Changes in saving and mortgage rates to come.
Wednesday 11 March 2009
'he latest Bank of England report revealed that instant access accounts pay on average as little as 0.17%. Since the Bank has cut its cost of borrowing, both saving and mortgage rates have fallen dramatically. Although borrowers are happy that their payments have decreased by almost 90%, savers experience a very unpleasant shock. Everyone is now concerned with the question whether the rates will go down further. Professor Mervyn King, the governor of Bank of England says there's little chance that the rates will go under 0.5%; the majority of lenders and trade organizations share his opinion. Bernard Clarke of the Council of Mortgage Lenders (CML) believes that banks are at the floor and are unlikely to make any further discretionally cuts to mortgage rates. Moreover, building societies might suffer if decrease in rates continues because they raise up to 70% of mortgage funds from the savers. Some lenders, such as the Nationwide, Skipton and the Cheltenham & Gloucester, whose SVR deals are totally dependent on the bank's base rate, have already gone through the latest reduction to 0.5% to the borrowers. However, not everyone is so generous. Lenders need to cover up their expenses, such as increases in the levy to the Financial Services Compensation Scheme and rebuilding of reserves. Stafford Railway Building Society offers the cheapest SVR rate in the country, which equals to 3.69%. Society's chief executive, Mike Heenan, explains that their low rate is due to the simple operation of their business. He also says that the society gets a lot of extra funds from savers who believe that building societies are safer than banks.
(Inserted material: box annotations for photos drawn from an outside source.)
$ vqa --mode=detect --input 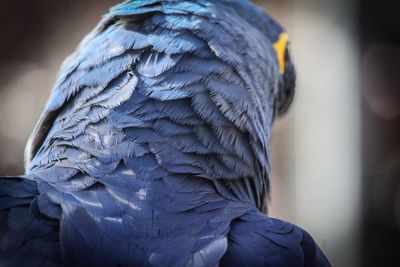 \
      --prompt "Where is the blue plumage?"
[0,0,329,266]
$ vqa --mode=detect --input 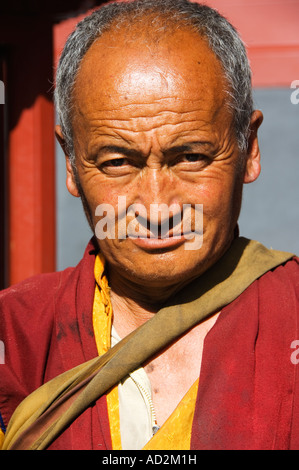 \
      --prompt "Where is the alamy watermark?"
[0,80,5,104]
[290,80,299,104]
[290,339,299,365]
[0,341,5,364]
[95,196,203,250]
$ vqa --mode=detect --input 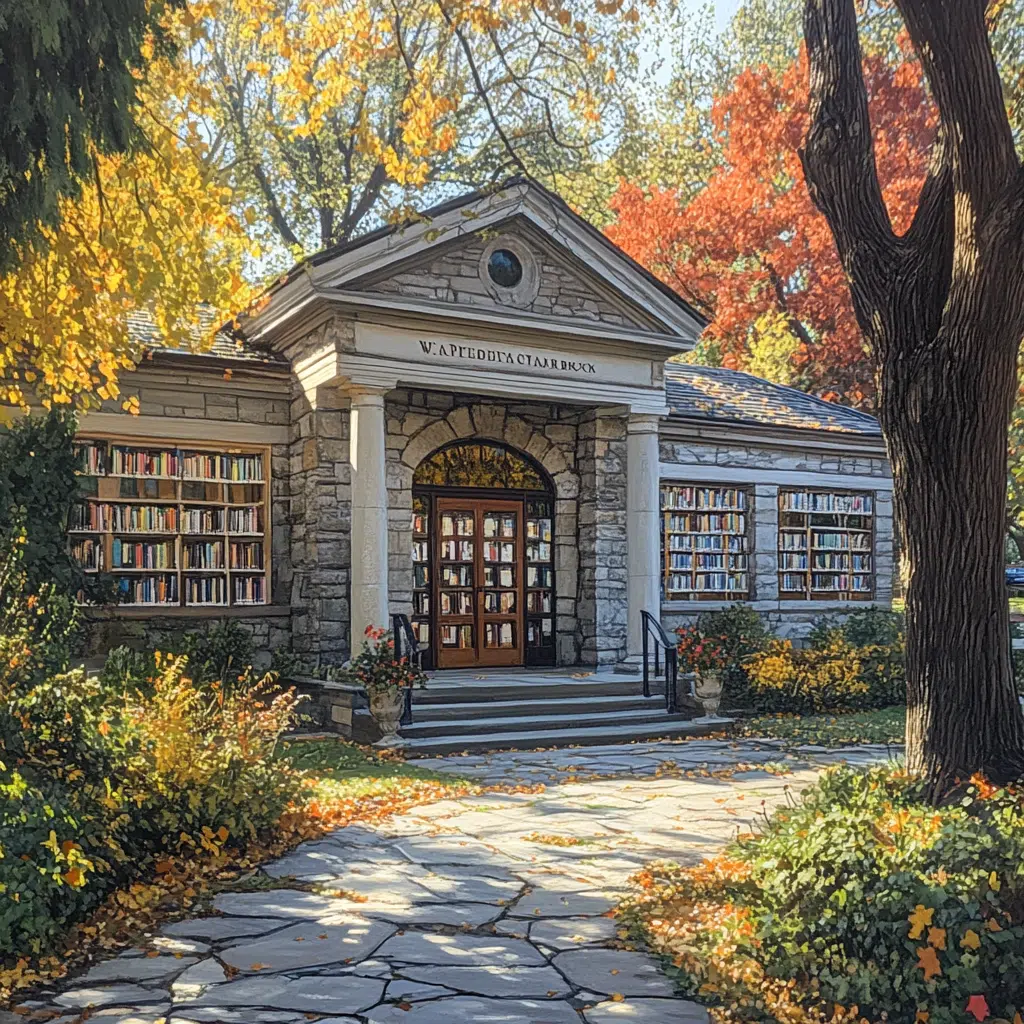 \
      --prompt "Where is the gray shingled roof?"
[127,307,284,362]
[665,362,882,436]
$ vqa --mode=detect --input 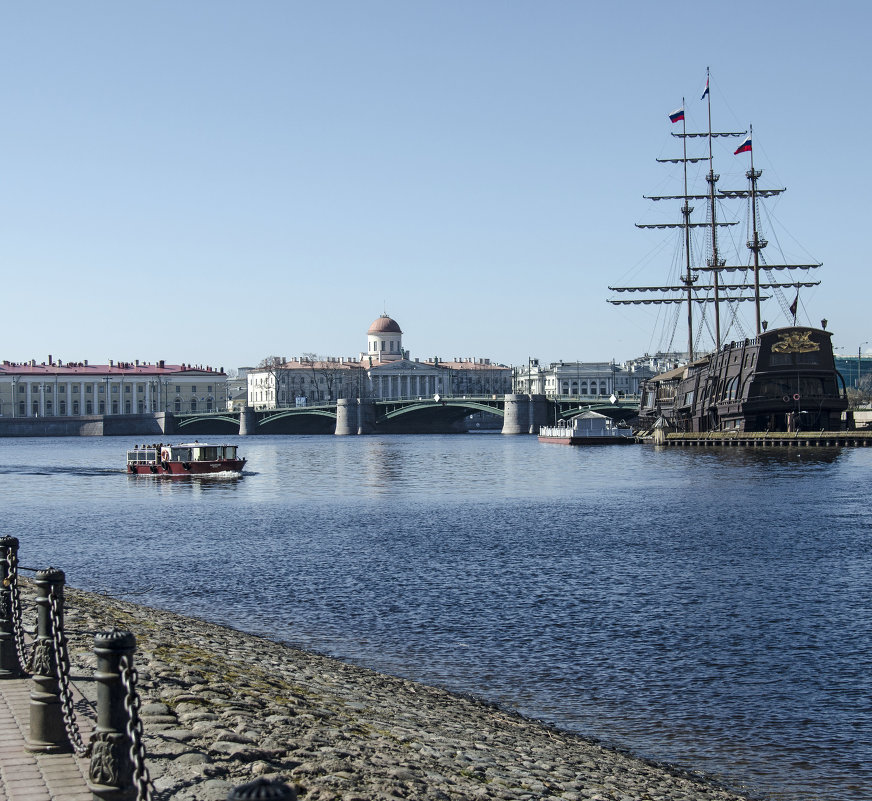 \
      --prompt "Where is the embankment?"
[59,587,747,801]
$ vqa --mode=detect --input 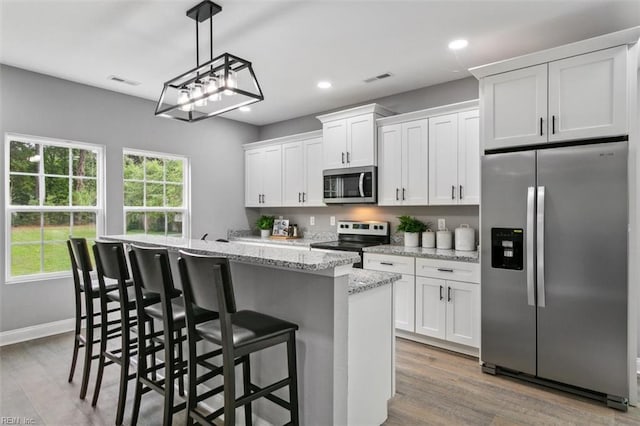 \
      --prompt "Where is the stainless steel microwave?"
[322,166,378,204]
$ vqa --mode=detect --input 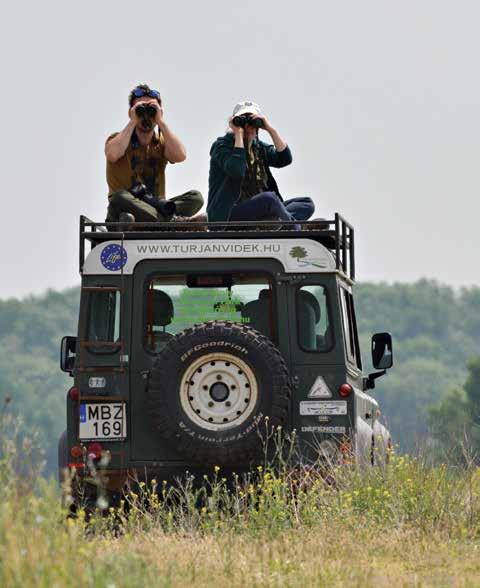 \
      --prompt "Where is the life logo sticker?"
[100,243,128,272]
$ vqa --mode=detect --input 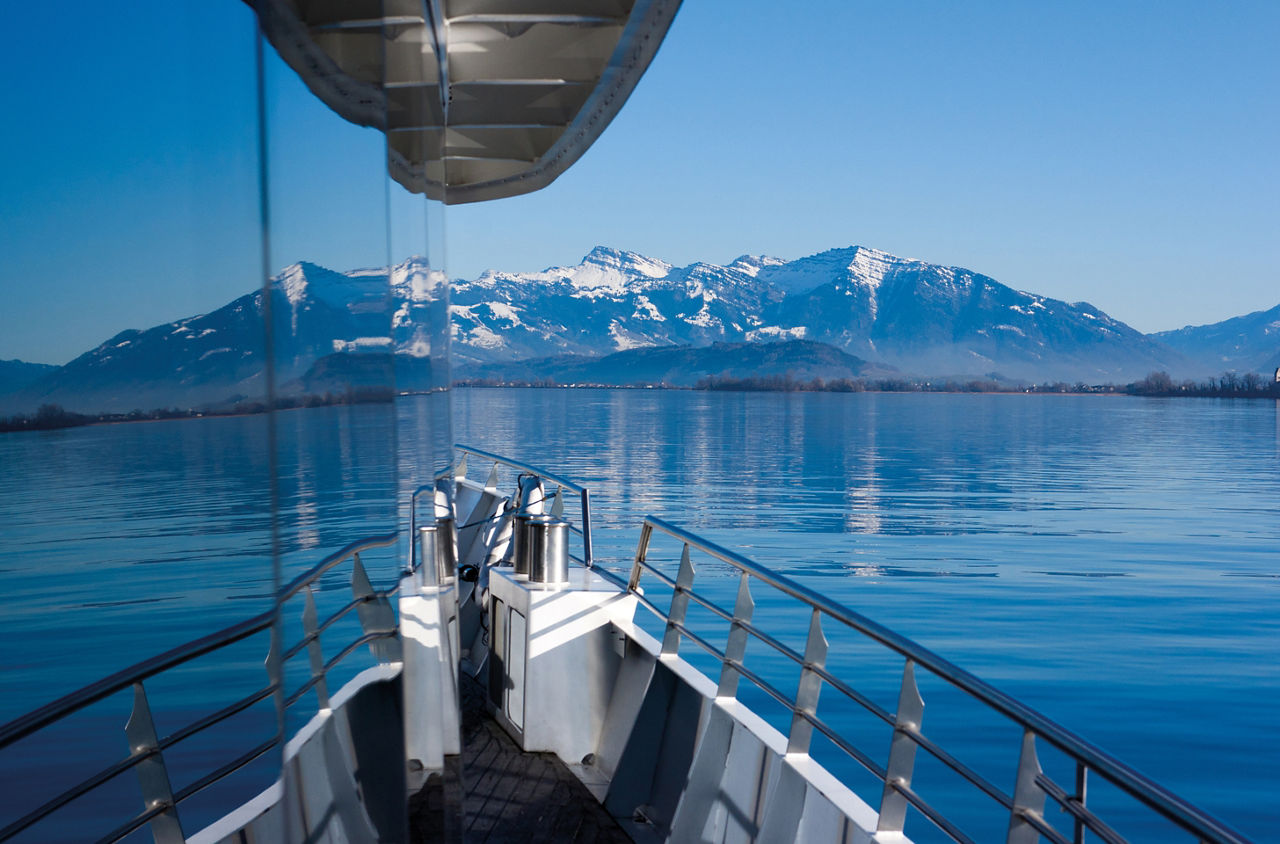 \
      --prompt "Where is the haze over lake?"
[0,389,1280,839]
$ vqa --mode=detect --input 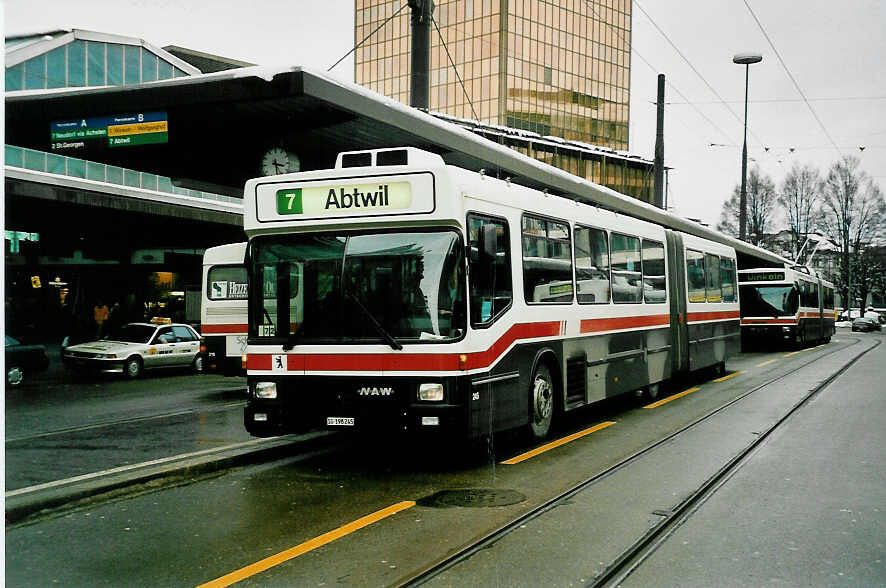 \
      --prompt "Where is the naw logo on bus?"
[277,182,412,216]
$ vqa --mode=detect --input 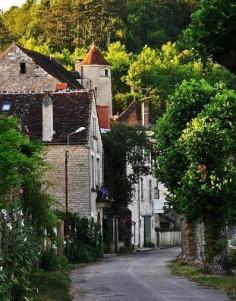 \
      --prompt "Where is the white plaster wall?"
[128,175,157,247]
[88,97,104,220]
[77,65,112,116]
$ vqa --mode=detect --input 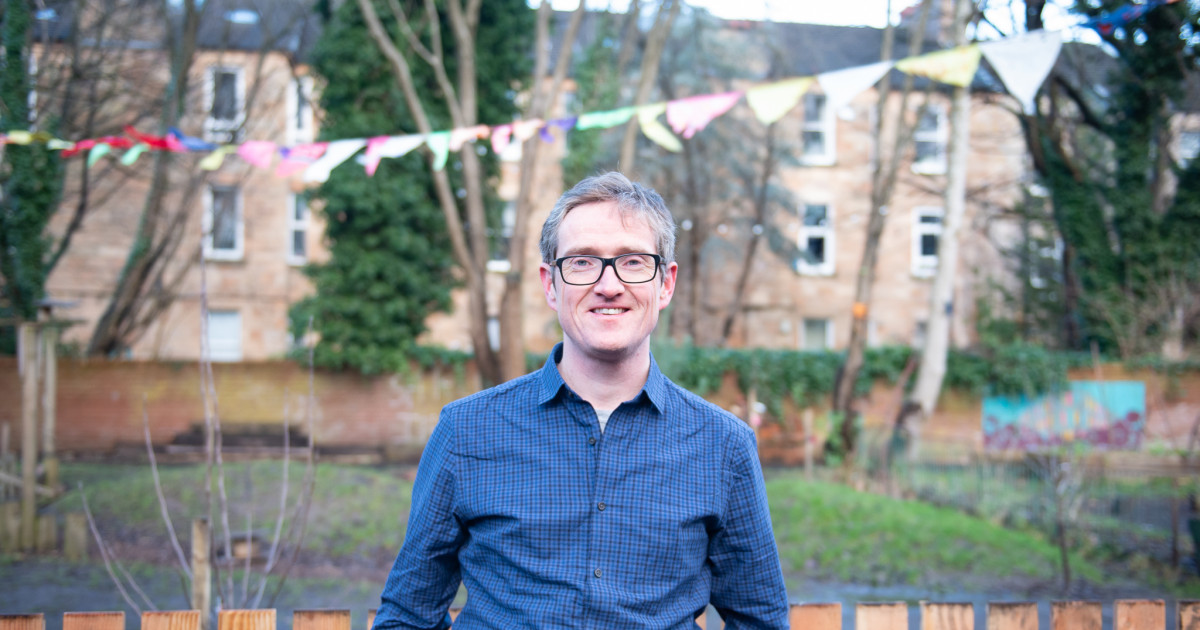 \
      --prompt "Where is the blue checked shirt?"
[374,346,787,630]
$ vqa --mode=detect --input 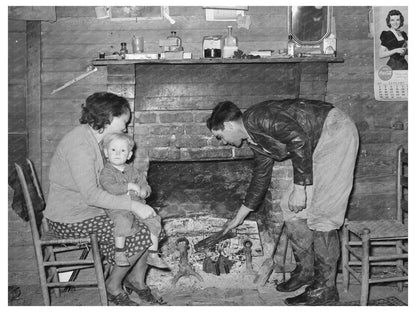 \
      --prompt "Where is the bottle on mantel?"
[287,35,295,57]
[120,42,129,60]
[222,26,238,58]
[167,31,183,51]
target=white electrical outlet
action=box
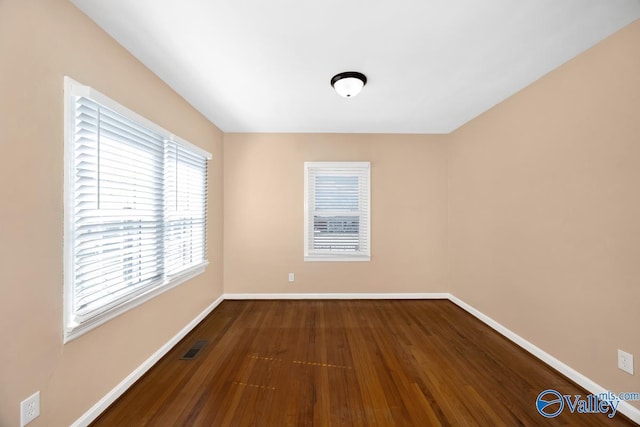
[618,350,633,375]
[20,391,40,427]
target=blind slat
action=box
[69,92,207,323]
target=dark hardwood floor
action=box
[92,300,634,427]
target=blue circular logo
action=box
[536,389,564,418]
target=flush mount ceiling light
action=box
[331,71,367,98]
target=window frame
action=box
[63,76,212,343]
[304,161,371,262]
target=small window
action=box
[304,162,371,261]
[64,77,211,342]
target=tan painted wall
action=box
[448,21,640,407]
[224,134,446,293]
[0,0,222,426]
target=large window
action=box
[64,77,211,341]
[304,162,371,261]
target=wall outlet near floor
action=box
[20,391,40,427]
[618,349,633,375]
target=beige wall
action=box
[0,0,640,427]
[448,22,640,407]
[0,0,222,426]
[224,134,446,293]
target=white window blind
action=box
[304,162,371,261]
[65,78,210,340]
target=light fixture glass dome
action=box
[331,71,367,98]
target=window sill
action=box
[63,261,209,344]
[304,255,371,262]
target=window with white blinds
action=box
[304,162,371,261]
[64,78,211,341]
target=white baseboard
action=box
[224,292,449,300]
[71,292,640,427]
[71,295,224,427]
[449,295,640,424]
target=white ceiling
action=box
[72,0,640,133]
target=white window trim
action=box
[63,76,212,343]
[304,162,371,262]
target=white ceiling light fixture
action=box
[331,71,367,98]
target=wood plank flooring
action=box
[92,300,634,427]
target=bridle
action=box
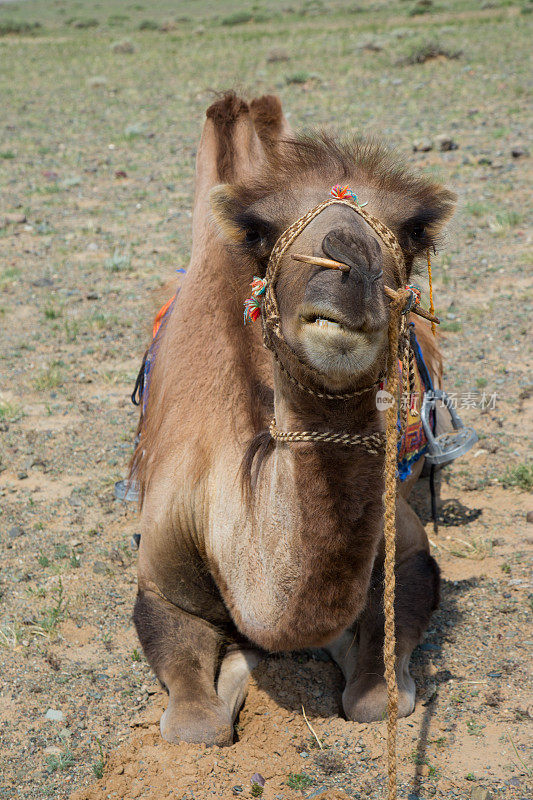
[245,186,416,800]
[247,187,414,454]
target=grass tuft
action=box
[285,772,314,789]
[0,20,42,36]
[398,39,462,65]
[220,11,254,27]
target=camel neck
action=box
[274,366,383,434]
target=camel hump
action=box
[206,91,264,183]
[250,94,291,145]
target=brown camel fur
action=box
[133,94,454,744]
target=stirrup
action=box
[420,389,478,467]
[115,480,140,503]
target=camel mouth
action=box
[298,305,360,334]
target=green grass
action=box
[45,748,75,773]
[30,578,67,638]
[105,252,132,272]
[34,363,64,392]
[0,20,42,36]
[285,772,314,790]
[0,400,23,422]
[500,462,533,492]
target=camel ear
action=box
[209,183,245,244]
The highest SVR in the country, 6.29%, is offered by the Stroud & Swindon, the UK's 15th biggest building society. Its chief executive David Hill says that the reason for putting a floor to the saving and mortgage rates is increased competition among banks, which made it impossible for banks to borrow from each other; now each and every bank is competing for customers who have money to save. The February cut in rates was followed by one third of lenders; even fewer might do so this time. Brokers expect those who did not pass the cut last time to do it now. Short-term tracker rates, which have been very popular with borrowers in the last 2 years, are now priced at around 3.5% and are unlikely to fall; on the contrary, long-term fixed rates are expected to come down in price.